Dimanche 1er septembre, 1500 manifestants sans papiers, surtout de Seine-Saint-Denis, se sont regroupés place du Trocadéro, au parvis des Droits-de-l'Homme, pour réclamer leur régularisation. Samedi 31 août au soir, dans un foyer africain de la rue de Charonne à Paris, devant quelques centaines de sans-papiers réunis, un représentant parisien de la Coordination nationale avait annoncé que, lundi matin 2 septembre, des inscriptions seraient prises à la Bourse du travail de Paris, rue Charlot... Et le lundi 2, par le bouche à oreille, sans les médias, 4 000 sans-papiers, les premiers venus dès 5 heures du matin, se sont effectivement rassemblés rue Charlot, beaucoup pensant d'ailleurs qu'en se présentant là, avec leurs papiers, ils allaient être régularisés !
Les quelques membres de la Coordination présents étant complètement dépassés, ce sont des dizaines de militants CGT et SUD mobilisés dans l'urgence qui ont assuré l'accueil et les inscriptions d'une partie de ces milliers de demandeurs, tandis que dans la rue des dizaines de CRS, mobilisés aussi dans l'urgence, canalisaient la foule.

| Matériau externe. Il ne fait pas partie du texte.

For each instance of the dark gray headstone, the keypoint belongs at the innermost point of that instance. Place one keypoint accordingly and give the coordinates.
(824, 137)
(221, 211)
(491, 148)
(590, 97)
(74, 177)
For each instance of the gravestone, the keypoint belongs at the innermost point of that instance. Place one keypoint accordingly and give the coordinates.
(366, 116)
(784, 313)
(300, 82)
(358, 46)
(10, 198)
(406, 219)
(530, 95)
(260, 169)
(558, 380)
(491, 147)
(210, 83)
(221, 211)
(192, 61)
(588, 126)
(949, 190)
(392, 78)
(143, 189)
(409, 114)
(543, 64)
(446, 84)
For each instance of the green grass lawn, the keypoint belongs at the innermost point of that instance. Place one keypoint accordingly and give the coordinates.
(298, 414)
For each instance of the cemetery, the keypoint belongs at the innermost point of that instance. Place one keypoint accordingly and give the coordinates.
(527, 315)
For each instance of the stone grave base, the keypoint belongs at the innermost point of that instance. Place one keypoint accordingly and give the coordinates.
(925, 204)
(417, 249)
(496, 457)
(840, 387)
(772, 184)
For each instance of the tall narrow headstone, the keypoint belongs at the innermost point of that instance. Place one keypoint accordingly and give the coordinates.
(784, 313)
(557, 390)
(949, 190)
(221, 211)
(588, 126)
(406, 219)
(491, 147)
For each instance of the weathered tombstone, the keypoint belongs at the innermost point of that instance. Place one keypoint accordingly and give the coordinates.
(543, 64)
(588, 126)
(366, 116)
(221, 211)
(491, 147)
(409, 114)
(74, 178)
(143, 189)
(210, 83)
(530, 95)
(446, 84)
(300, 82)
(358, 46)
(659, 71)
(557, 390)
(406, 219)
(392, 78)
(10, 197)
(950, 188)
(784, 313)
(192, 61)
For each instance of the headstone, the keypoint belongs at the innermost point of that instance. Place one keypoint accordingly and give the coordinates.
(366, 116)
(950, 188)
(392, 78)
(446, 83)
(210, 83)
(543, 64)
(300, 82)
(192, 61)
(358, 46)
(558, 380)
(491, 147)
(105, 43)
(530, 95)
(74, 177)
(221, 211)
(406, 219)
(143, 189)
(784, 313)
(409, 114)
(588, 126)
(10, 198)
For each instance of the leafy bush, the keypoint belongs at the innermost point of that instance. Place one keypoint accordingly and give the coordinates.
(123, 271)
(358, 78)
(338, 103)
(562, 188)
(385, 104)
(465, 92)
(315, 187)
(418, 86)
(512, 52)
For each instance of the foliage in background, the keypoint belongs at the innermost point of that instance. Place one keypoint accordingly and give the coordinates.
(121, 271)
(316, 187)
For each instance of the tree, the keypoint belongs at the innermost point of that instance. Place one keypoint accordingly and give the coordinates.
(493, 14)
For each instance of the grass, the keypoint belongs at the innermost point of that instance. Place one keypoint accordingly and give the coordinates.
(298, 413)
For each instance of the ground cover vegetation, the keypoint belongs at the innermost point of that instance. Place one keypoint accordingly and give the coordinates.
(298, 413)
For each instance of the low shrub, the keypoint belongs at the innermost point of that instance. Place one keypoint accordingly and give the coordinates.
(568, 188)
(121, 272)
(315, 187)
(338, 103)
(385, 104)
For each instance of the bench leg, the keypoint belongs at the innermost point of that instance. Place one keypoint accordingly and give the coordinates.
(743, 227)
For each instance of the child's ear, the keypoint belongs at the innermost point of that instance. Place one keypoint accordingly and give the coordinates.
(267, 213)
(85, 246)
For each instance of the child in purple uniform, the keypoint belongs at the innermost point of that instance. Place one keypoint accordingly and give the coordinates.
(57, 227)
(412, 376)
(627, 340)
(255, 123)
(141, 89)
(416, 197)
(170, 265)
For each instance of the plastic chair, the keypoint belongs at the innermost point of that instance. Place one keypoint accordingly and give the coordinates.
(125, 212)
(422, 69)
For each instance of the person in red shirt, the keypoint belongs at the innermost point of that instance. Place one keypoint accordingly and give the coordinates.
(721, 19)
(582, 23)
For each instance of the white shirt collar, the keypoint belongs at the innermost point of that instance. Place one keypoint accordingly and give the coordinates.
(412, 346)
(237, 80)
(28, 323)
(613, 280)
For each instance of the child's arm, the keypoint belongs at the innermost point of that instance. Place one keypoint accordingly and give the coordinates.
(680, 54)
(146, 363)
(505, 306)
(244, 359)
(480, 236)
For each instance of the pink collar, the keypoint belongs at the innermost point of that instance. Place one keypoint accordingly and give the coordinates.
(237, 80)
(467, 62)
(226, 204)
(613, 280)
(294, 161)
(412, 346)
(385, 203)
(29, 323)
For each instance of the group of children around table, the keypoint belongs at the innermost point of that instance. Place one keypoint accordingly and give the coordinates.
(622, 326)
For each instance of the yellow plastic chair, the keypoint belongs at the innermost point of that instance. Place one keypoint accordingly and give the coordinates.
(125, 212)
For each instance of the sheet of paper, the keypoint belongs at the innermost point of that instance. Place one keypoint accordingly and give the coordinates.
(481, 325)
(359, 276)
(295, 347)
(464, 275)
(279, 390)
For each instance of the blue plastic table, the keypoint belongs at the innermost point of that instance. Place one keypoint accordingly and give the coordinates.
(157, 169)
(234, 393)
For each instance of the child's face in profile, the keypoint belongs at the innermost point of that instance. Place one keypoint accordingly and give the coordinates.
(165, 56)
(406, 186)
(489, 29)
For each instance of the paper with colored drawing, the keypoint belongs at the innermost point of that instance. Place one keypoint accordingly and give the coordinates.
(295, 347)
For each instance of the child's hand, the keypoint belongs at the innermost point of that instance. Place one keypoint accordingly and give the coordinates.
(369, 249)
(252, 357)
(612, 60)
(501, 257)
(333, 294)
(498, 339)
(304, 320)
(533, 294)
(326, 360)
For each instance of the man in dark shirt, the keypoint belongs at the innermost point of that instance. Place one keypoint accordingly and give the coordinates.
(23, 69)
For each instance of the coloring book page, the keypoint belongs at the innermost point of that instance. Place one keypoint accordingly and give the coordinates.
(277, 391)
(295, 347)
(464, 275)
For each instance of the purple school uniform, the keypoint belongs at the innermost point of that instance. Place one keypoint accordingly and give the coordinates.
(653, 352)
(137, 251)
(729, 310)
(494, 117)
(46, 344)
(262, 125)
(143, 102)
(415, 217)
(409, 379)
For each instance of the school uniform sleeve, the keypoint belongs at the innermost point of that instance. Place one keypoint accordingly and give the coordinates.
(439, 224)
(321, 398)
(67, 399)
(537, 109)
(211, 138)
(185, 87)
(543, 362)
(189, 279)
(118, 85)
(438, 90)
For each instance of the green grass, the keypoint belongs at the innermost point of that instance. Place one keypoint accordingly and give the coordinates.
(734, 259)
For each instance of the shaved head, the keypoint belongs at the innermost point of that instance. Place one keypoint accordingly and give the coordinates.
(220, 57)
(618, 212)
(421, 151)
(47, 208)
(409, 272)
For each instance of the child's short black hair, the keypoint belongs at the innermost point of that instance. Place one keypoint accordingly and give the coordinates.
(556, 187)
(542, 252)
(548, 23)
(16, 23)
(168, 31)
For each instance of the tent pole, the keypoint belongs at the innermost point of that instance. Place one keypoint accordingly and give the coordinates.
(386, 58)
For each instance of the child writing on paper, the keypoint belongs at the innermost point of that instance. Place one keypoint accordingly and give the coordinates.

Cet épisode montre les illusions qui règnent actuellement dans la communauté des travailleurs clandestins, mais aussi leur réactivité et leur désespoir.
Chaque jour, au moins jusqu'au 15 septembre, à 15 heures, une manifestation et un dépôt de liste de noms doivent se dérouler devant chaque préfecture des départements d'Ile-de-France. Mardi 3 septembre, la première avait lieu place du Châtelet, pour Paris ; 1500 personnes y ont participé et une délégation a été reçue à la préfecture.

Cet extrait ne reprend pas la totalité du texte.